Heart Disease Prediction: Binary Classification (Multi-Dataset Study)

Project Overview

Comparison of performance of various ML models on binary classification of cardiovascular disease (CVD) using four distinct public datasets. The primary goal is to explore mutiple heart disease datasets and to assess perfomance of various traditional ML models on these datasets.

Classification Goal

Binary Target: 0 (No CVD / Healthy) or 1 (At Risk / Presence of CVD).
Original Data Adjustment: Except Hungarian dataset, all three datasets initially contained multi-class risk levels (1-4). These have been merged into a single binary class (1) to focus solely on the presence or absence of the disease.
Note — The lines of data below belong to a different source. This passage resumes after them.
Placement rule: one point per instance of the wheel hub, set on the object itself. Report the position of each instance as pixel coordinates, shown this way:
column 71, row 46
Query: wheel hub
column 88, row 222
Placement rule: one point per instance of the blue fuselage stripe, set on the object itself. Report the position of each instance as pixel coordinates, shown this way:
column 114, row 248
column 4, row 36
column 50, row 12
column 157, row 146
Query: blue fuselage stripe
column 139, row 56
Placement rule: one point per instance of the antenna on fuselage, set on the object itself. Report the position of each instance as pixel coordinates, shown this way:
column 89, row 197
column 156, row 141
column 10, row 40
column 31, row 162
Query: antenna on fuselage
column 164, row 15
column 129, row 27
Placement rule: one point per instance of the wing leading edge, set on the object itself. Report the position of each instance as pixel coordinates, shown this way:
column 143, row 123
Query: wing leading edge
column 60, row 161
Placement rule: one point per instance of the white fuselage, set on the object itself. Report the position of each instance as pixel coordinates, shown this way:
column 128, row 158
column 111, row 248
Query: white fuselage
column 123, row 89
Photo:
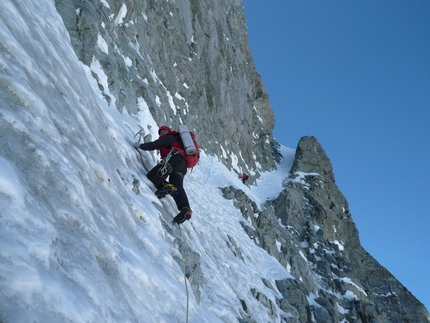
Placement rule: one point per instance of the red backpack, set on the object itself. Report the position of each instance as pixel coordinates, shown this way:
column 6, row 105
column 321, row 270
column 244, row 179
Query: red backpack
column 191, row 160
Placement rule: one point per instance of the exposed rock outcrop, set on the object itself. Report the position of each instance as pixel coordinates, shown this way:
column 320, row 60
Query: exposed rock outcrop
column 309, row 229
column 189, row 61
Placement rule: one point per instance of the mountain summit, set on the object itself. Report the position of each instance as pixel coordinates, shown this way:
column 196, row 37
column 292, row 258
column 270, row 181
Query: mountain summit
column 83, row 236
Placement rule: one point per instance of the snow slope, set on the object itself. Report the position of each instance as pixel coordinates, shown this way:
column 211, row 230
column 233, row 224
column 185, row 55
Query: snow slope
column 81, row 242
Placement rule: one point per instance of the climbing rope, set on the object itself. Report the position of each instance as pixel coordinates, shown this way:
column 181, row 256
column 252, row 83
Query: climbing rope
column 184, row 268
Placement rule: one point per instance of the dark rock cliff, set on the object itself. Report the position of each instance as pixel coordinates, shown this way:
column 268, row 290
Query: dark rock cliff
column 188, row 60
column 309, row 229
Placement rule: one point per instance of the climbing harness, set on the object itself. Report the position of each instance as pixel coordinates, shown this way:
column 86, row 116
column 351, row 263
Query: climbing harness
column 184, row 268
column 141, row 134
column 166, row 168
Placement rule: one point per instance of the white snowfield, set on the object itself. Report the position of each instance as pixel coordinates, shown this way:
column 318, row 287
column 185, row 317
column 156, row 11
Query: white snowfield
column 78, row 244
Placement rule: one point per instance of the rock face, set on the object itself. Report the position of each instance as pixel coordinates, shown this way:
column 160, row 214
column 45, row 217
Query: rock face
column 189, row 61
column 309, row 229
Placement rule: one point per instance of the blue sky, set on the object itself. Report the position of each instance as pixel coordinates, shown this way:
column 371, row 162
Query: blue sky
column 356, row 74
Experiment Tracking (MLflow)

This project uses MLflow Tracking to log:

parameters (dataset, model type, hyperparameters)
metrics (accuracy, f1, precision, recall, AUROC, specificity)
artifacts (predictions, confusion matrix, explainability plots)
models (sklearn + XGBoost)

How to Run

Prerequisites

Python 3.8+
Jupyter Notebook or JupyterLab
Dataset is assumed to be placed in data/downloaded/ folder in the parent directory of this repo (this repo and data are in the same directory level).

Clone the repository:

git clone https://github.com/darshanz/ML-for-Cardiovascular-Disease-Diagnosis.git
ML-for-Cardiovascular-Disease-Diagnosis.git

Install dependencies:
```
pip install -r requirements.txt
```
Run Experiments:
1. Data Exploration and Missing Valie Imputation (Notebook)
2. Data Preparation for Training
3. Experiment scripts
To run all the experiments:
```
    cd src
    python main.py
```
Or Run using MLFlow:,
```
  mlflow run .
```

MLFlow UI

mlflow server --backend-store-uri sqlite:///cardiovascular.db --port 5000

Datasets Used

This project utilizes four well-known heart disease datasets, which were combined for comprehensive evaluation:

Dataset Name	Source Location	Total Rows	Target Class Balance (Approx.)	Notes
Cleveland	Cleveland Clinic Foundation	303	~54% Healthy / 46% Risk	Commonly used for benchmarking.
Hungarian	Hungarian Institute of Cardiology	294	~62% Healthy / 38% Risk	Contains a high number of missing values.
Switzerland	University Hospital, Zurich	123	~54% Healthy / 46% Risk	Smaller, unique patient group.
Long Beach	V.A. Medical Center, Long Beach	200	~62% Healthy / 38% Risk	Used to evaluate external validity.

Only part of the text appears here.